Private developer Lane Company is in negotiations with the city to lease land under Roth Hill for a riverfront development and riverboat casino.

However, it’s not always clear who owns what property under that hill, Brown said.

“Portions of that property have been owned by other people over the years,” Brown said. “We have attempted in the past 10 years to clear up the title issues.”

Brown said he would be helping City Attorney Everett Sanders by providing documents to help verify ownership of the property.

“We will not be involved in policy decisions of the lease and options of the contract itself,” Brown said. “That will be up to the city attorney and board of aldermen.”

Brown will also help the city planner and a planning consultant in presenting and passing a proposed new zoning code.

Because there have been a number of city planners over the past few years, Brown said his “institutional memory” would be valuable.

“Our contribution will be primarily documented historical changes over the years, assisting at the hearings and helping to answer any questions as to how the changes might affect people,” he said.

Sanders said Brown’s help would mean less time digging through paperwork.

“He’s familiar with the questions, and we can draw on his experience and speed up the process,” Sanders said.

At the aldermen meeting, Alderman James “Ricky” Gray raised the question of costs.

“Why are we paying for two attorneys?” Gray said.

West said the city only had one attorney, but for years, legal work had been divided among multiple people.

“The fact of the matter is, as much as attorney Brown was doing (while city attorney), other times, he had to hire outside attorneys to help with city work,” West said.

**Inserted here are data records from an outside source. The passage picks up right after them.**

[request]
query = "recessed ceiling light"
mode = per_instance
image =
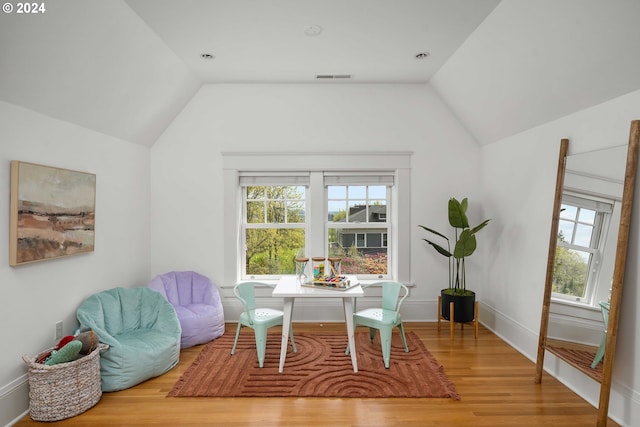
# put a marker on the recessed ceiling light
(312, 30)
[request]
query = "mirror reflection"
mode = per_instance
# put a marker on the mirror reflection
(586, 245)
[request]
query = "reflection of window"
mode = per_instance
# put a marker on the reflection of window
(579, 247)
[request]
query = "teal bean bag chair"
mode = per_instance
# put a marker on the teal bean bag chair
(141, 329)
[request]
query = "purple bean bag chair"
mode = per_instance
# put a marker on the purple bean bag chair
(197, 303)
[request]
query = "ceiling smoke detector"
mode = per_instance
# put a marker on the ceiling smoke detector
(333, 76)
(312, 30)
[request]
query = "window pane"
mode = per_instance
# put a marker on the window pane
(255, 193)
(275, 212)
(565, 231)
(255, 212)
(587, 216)
(295, 193)
(273, 251)
(358, 259)
(378, 212)
(570, 272)
(378, 192)
(357, 211)
(337, 191)
(337, 211)
(295, 212)
(583, 235)
(568, 212)
(357, 191)
(374, 240)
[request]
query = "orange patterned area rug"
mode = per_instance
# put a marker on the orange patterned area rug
(320, 368)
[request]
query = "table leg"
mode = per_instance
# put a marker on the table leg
(348, 314)
(286, 325)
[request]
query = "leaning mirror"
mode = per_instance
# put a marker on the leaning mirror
(587, 254)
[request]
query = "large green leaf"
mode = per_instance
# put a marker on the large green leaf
(480, 227)
(439, 248)
(434, 232)
(465, 245)
(457, 215)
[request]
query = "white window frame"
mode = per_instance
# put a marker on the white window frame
(604, 209)
(398, 163)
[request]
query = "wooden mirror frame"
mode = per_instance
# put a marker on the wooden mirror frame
(618, 270)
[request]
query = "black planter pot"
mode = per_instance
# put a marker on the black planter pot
(463, 306)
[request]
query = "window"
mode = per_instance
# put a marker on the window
(277, 206)
(357, 225)
(579, 250)
(273, 226)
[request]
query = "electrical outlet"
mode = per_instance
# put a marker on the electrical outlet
(58, 330)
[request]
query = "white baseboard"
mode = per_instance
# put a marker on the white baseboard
(14, 401)
(624, 402)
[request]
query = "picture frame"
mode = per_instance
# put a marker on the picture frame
(52, 212)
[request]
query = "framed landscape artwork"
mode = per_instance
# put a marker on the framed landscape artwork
(52, 212)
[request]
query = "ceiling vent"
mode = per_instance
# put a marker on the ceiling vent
(333, 76)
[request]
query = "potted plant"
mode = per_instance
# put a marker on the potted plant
(465, 245)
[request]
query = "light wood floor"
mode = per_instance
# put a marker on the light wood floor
(496, 384)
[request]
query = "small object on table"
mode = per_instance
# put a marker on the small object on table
(334, 264)
(318, 266)
(301, 265)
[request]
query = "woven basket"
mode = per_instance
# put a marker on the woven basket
(64, 390)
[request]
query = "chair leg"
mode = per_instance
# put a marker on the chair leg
(600, 352)
(404, 340)
(385, 342)
(293, 343)
(235, 343)
(261, 344)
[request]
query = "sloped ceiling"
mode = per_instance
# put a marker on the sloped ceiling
(96, 64)
(531, 62)
(127, 68)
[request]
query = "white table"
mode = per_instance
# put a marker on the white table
(290, 288)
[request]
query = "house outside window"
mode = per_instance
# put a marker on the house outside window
(264, 195)
(357, 227)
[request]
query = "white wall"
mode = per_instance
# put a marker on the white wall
(186, 165)
(519, 178)
(34, 297)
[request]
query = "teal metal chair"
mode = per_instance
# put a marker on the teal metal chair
(258, 319)
(605, 317)
(384, 319)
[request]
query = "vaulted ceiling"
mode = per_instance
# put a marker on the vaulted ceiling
(126, 68)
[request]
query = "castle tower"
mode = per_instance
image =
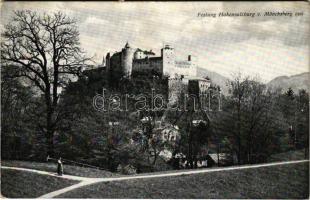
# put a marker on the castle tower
(168, 56)
(107, 61)
(126, 60)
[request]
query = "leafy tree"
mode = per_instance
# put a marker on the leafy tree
(46, 49)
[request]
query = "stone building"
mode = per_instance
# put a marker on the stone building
(133, 61)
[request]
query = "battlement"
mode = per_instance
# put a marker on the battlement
(130, 60)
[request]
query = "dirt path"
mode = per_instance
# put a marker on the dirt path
(87, 181)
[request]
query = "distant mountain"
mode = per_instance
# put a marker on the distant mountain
(216, 78)
(296, 82)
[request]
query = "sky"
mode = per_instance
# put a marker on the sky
(263, 46)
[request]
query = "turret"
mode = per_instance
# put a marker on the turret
(168, 56)
(127, 58)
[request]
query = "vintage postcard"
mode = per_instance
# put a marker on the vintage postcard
(155, 100)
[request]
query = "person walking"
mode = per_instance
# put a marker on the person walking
(59, 167)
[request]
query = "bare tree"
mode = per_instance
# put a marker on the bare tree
(46, 50)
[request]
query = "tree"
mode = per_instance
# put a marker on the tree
(47, 51)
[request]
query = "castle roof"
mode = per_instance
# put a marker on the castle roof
(127, 45)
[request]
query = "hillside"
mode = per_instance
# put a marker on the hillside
(215, 78)
(296, 82)
(284, 181)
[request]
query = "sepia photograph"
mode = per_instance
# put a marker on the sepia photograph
(155, 100)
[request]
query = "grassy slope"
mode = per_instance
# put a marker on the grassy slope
(68, 169)
(286, 181)
(21, 184)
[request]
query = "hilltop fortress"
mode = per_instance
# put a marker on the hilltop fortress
(131, 62)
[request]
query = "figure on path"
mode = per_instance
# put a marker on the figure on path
(59, 167)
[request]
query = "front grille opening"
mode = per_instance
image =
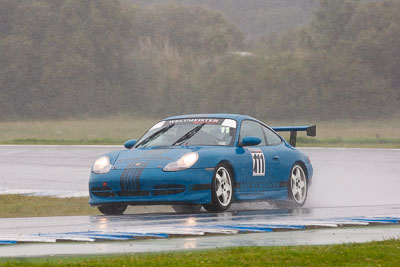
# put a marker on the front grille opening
(102, 192)
(168, 189)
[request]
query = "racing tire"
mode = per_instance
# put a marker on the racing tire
(221, 189)
(187, 208)
(297, 189)
(112, 209)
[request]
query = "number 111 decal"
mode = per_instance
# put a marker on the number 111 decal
(258, 162)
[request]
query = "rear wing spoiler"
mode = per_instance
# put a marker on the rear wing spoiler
(311, 131)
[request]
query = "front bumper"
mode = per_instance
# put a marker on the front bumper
(150, 186)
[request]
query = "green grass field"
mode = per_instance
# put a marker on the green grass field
(386, 253)
(14, 206)
(117, 129)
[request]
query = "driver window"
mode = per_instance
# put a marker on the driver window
(252, 128)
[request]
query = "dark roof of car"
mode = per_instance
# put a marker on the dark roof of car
(237, 117)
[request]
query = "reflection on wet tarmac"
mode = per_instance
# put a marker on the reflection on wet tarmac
(160, 230)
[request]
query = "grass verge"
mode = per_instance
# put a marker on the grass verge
(12, 206)
(385, 253)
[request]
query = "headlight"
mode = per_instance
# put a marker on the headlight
(186, 161)
(102, 165)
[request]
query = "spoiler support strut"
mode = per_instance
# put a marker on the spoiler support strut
(311, 131)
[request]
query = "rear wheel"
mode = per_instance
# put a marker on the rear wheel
(297, 189)
(221, 190)
(187, 208)
(112, 209)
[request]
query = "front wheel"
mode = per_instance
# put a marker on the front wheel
(297, 189)
(112, 209)
(221, 190)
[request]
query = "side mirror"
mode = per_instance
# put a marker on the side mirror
(250, 141)
(130, 143)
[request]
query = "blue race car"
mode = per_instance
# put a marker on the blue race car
(204, 160)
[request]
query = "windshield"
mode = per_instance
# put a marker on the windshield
(190, 132)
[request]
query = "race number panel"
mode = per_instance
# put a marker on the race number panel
(258, 162)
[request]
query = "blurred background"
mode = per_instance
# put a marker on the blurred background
(277, 60)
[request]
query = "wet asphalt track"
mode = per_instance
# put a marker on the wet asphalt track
(352, 187)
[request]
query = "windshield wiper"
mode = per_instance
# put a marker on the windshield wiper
(155, 135)
(188, 135)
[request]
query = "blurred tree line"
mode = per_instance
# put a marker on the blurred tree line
(70, 58)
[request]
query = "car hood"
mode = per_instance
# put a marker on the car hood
(149, 157)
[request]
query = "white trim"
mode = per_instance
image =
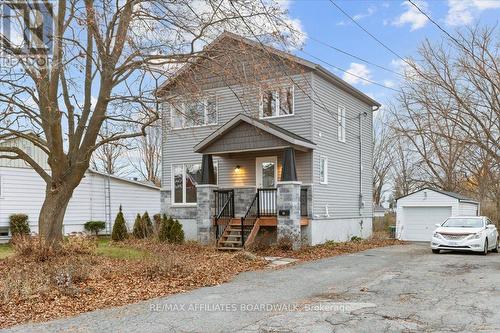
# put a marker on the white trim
(289, 182)
(242, 117)
(325, 171)
(278, 103)
(204, 100)
(259, 161)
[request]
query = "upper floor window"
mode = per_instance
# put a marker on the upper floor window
(277, 103)
(341, 123)
(194, 113)
(323, 170)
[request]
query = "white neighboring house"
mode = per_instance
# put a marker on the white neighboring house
(418, 212)
(22, 190)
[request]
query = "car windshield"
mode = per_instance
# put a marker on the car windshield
(463, 223)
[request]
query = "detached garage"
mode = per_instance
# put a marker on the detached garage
(418, 212)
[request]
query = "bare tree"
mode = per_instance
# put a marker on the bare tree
(382, 158)
(107, 59)
(145, 155)
(460, 81)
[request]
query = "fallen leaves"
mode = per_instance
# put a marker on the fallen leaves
(329, 249)
(33, 291)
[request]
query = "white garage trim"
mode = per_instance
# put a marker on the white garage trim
(418, 212)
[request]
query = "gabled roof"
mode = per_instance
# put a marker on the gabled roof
(135, 182)
(320, 70)
(458, 196)
(263, 125)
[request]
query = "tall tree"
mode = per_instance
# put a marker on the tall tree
(102, 61)
(145, 155)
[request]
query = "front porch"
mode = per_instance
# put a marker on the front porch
(258, 184)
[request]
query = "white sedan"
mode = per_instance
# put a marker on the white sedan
(465, 233)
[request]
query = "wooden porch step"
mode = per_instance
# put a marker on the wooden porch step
(224, 248)
(230, 242)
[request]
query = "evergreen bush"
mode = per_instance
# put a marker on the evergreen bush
(94, 226)
(120, 227)
(19, 225)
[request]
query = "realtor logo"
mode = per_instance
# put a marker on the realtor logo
(26, 28)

“There has never been a situation where he was the only attorney that was doing work for the city.”

Brown is still finishing projects he started as city attorney, such as a suit against the city involving the sale of the old Natchez Pecan Shelling Co. factory and other litigation.

“I think this is sort of a natural course,” Brown said. “After 25 years (in a position), it takes six months to a couple years to wind it all down. We’re glad to help the city in those capacities.”